Pullman v. Lynch CA4/1

CourtCalifornia Court of Appeal
DecidedMarch 14, 2014
DocketD064041
StatusUnpublished

This text of Pullman v. Lynch CA4/1 (Pullman v. Lynch CA4/1) is published on Counsel Stack Legal Research, covering California Court of Appeal primary law. Counsel Stack provides free access to over 12 million legal documents including statutes, case law, regulations, and constitutions.

Bluebook
Pullman v. Lynch CA4/1, (Cal. Ct. App. 2014).

Opinion

Filed 3/14/14 Pullman v. Lynch CA4/1

NOT TO BE PUBLISHED IN OFFICIAL REPORTS California Rules of Court, rule 8.1115(a), prohibits courts and parties from citing or relying on opinions not certified for publication or ordered published, except as specified by rule 8.1115(b). This opinion has not been certified for publication or ordered published for purposes of rule 8.1115.

COURT OF APPEAL, FOURTH APPELLATE DISTRICT

DIVISION ONE

STATE OF CALIFORNIA

KEITH PULLMAN, D064041

Plaintiff and Appellant,

v. (Super. Ct. No. 37-2012-00058722- CU-CR-NC) TARA LYNCH, in her official capacity as Acting Chief Counsel to the California Department of Parks and Recreation,

Defendant and Respondent.

APPEAL from a judgment of the Superior Court of San Diego County, Jacqueline

M. Stern, Judge. Affirmed.

Keith Pullman, in pro. per., for Plaintiff and Appellant.

Kamala D. Harris, Attorney General, Kristin G. Hogue, Assistant Attorney

General, Richard F. Wolfe and Paul T. Hammerness, Deputy Attorneys General, for

This action arises out of plaintiff Keith Pullman's request for records from the

California Department of Parks and Recreation (DPR). Pullman asserts that defendant Tara Lynch, who at the time was the acting chief counsel of the California Department of

Parks and Recreation (DPR), in responding to his request for DPR records, violated his

rights under the California Public Records Act (PRA). Pullman is a horseback rider who

opposed the closure of a portion of a trail in the Anza-Borrego Desert State Park. In

doing so, he made numerous PRA requests about the closure.

Lynch responded by filing an anti-SLAPP motion to strike under Code of Civil

Procedure1 section 425.16 (the anti-SLAPP statute). The court granted the motion

finding (1) Pullman challenged protected activity within the meaning of the anti-SLAPP

statute, and (2) he could not establish a probability of prevailing on the merits of his

claims.

On appeal Pullman, acting in propria persona, asserts (1) his lawsuit arose from a

"coercive and threatening" incident, (2) his causes of action under Civil Code section

52.1 are not limited to members of "protected classes," (3) his Civil Code section 52.1

claims were properly alleged, (4) Lynch is not entitled to "quasi-judicial immunity," and

(5) his "government claim" complied with Government Code section 910. We affirm.

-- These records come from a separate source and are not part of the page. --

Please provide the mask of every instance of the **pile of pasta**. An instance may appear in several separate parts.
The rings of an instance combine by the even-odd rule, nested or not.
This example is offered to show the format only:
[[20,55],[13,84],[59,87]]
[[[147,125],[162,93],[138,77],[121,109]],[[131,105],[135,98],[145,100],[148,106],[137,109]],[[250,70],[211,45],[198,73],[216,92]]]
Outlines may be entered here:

FACTUAL AND PROCEDURAL BACKGROUND

In 2005, under the provisions of the Coyote Canyon Public Use Plan (the Plan) the

DPR closed a 3.1 mile stretch of Coyote Canyon Road to vehicles, hikers, and horseback

riders during the summer months of June through September. Pullman was "concerned"

about the closure which prevented "the public from exercising their inalienable right to

1 All further undesignated statutory references are to the Code of Civil Procedure. 2 travel by way of a public road." In 2008 Pullman began inspecting and collecting copies

of public records from DPR staff.

On February 14, 2009, Pullman wrote a letter to Lynch objecting to the closure of

Coyote Canyon Road. In response, Lynch sent a letter to Pullman stating that all further

inquiries needed to be directed to her and that the DPR had provided "all public

documents related to this matter." Pullman then sent all rangers a notice "remind[ing]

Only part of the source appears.